Deep learning is a very weird technology. It evolved over decades on a very different track than the mainstream of AI, kept alive by the efforts of a handful of believers. When I started using it a few years ago, it reminded me of the first time I played with an iPhone – it felt like I’d been handed something that had been sent back to us from the future, or alien technology.
One of the consequences of that is that my engineering intuitions about it are often wrong. When I came across im2col, the memory redundancy seemed crazy, based on my experience with image processing, but it turns out it’s an efficient way to tackle the problem. While there are more complex approaches that can yield better results, they’re not the ones my graphics background would have predicted.
Another key area that seems to throw a lot of people off is how much precision you need for the calculations inside neural networks. For most of my career, precision loss has been a fairly easy thing to estimate. I almost never needed more than 32-bit floats, and if I did it was because I’d screwed up my numerical design and I had a fragile algorithm that would go wrong pretty soon even with 64 bits. 16-bit floats were good for a lot of graphics operations, as long as they weren’t chained together too deeply. I could use 8-bit values for a final output for display, or at the end of an algorithm, but they weren’t useful for much else.
It turns out that neural networks are different. You can run them with eight-bit parameters and intermediate buffers, and suffer no noticeable loss in the final results. This was astonishing to me, but it’s something that’s been re-discovered over and over again. My colleague Vincent Vanhoucke has the only paper I’ve found covering this result for deep networks, but I’ve seen with my own eyes how it holds true across every application I’ve tried it on. I’ve also had to convince almost every other engineer who I tell that I’m not crazy, and watch them prove it to themselves by running a lot of their own tests, so this post is an attempt to short-circuit some of that!
How does it work?
You can see an example of a low-precision approach in the Jetpac mobile framework, though to keep things simple I keep the intermediate calculations in float and just use eight bits to compress the weights. Nervana’s NEON library also supports fp16, though not eight-bit yet. As long as you accumulate to 32 bits when you’re doing the long dot products that are the heart of the fully-connected and convolution operations (and that take up the vast majority of the time) you don’t need float though, you can keep all your inputs and output as eight bit. I’ve even seen evidence that you can drop a bit or two below eight without too much loss! The pooling layers are fine at eight bits too, I’ve generally seen the bias addition and activation functions (other than the trivial relu) done at higher precision, but 16 bits seems fine even for those.
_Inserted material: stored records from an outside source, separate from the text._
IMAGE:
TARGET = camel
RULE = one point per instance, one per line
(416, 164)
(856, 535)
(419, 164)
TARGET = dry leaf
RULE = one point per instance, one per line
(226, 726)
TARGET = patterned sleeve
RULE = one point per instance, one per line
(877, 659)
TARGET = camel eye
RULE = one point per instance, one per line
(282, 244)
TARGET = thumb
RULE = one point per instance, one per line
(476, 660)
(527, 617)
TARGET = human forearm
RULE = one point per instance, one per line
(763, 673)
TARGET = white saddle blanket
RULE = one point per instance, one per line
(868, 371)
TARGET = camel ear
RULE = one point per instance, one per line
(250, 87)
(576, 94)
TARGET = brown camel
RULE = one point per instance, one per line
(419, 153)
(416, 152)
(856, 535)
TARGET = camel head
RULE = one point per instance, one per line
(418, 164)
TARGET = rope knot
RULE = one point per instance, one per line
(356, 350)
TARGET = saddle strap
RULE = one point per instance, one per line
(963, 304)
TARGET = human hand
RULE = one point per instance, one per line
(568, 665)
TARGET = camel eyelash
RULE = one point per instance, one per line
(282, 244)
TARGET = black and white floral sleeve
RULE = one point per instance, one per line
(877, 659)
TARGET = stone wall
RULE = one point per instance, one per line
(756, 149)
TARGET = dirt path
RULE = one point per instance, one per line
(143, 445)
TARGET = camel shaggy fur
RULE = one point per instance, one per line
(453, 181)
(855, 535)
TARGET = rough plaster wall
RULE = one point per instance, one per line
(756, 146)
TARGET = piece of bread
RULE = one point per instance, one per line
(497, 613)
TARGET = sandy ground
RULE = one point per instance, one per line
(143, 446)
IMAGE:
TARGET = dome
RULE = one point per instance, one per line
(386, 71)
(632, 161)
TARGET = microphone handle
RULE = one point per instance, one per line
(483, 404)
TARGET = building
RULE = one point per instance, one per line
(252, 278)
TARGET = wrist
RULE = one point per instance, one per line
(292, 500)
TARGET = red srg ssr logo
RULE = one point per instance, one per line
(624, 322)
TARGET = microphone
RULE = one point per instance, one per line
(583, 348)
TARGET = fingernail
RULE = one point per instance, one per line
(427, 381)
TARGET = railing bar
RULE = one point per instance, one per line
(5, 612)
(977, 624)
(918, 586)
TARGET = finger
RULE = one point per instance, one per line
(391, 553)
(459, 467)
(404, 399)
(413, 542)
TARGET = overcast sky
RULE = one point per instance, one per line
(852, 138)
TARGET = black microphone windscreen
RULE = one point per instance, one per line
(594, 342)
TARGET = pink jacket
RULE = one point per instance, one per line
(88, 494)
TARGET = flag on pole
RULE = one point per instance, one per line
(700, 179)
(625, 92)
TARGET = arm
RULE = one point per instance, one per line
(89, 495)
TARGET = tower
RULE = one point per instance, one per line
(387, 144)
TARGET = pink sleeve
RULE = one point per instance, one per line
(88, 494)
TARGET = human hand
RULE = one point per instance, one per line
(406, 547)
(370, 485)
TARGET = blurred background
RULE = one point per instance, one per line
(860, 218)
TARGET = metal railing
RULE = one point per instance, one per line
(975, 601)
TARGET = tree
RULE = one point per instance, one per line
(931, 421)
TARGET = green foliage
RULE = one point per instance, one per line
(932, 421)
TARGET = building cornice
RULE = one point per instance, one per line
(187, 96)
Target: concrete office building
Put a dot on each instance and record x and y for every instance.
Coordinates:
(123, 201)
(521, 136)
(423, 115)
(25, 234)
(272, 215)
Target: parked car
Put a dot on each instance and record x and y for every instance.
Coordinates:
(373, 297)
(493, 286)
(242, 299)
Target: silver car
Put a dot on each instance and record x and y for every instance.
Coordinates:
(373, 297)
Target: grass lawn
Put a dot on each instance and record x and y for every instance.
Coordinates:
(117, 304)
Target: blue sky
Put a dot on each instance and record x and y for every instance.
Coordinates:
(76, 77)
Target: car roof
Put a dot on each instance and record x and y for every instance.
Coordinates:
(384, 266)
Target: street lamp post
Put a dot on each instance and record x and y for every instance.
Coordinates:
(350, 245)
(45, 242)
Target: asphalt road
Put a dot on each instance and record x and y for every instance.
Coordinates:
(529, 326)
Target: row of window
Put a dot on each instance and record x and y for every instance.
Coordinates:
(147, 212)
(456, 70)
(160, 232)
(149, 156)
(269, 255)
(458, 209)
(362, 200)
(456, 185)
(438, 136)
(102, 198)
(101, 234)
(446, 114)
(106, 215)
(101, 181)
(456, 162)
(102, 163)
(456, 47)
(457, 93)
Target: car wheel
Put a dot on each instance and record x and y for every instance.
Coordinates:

I’ve generally taken networks that have been trained in full float and down-converted them afterwards, since I’m focused on inference, but training can also be done at low precision. Knowing that you’re aiming at a lower-precision deployment can make life easier too, even if you train in float, since you can do things like place limits on the ranges of the activation layers.
Why does it work?
I can’t see any fundamental mathematical reason why the results should hold up so well with low precision, so I’ve come to believe that it emerges as a side-effect of a successful training process. When we are trying to teach a network, the aim is to have it understand the patterns that are useful evidence and discard the meaningless variations and irrelevant details. That means we expect the network to be able to produce good results despite a lot of noise. Dropout is a good example of synthetic grit being thrown into the machinery, so that the final network can function even with very adverse data.
The networks that emerge from this process have to be very robust numerically, with a lot of redundancy in their calculations so that small differences in input samples don’t affect the results. Compared to differences in pose, position, and orientation, the noise in images is actually a comparatively small problem to deal with. All of the layers are affected by those small input changes to some extent, so they all develop a tolerance to minor variations. That means that the differences introduced by low-precision calculations are well within the tolerances a network has learned to deal with. Intuitively, they feel like weebles that won’t fall down no matter how much you push them, thanks to an inherently stable structure.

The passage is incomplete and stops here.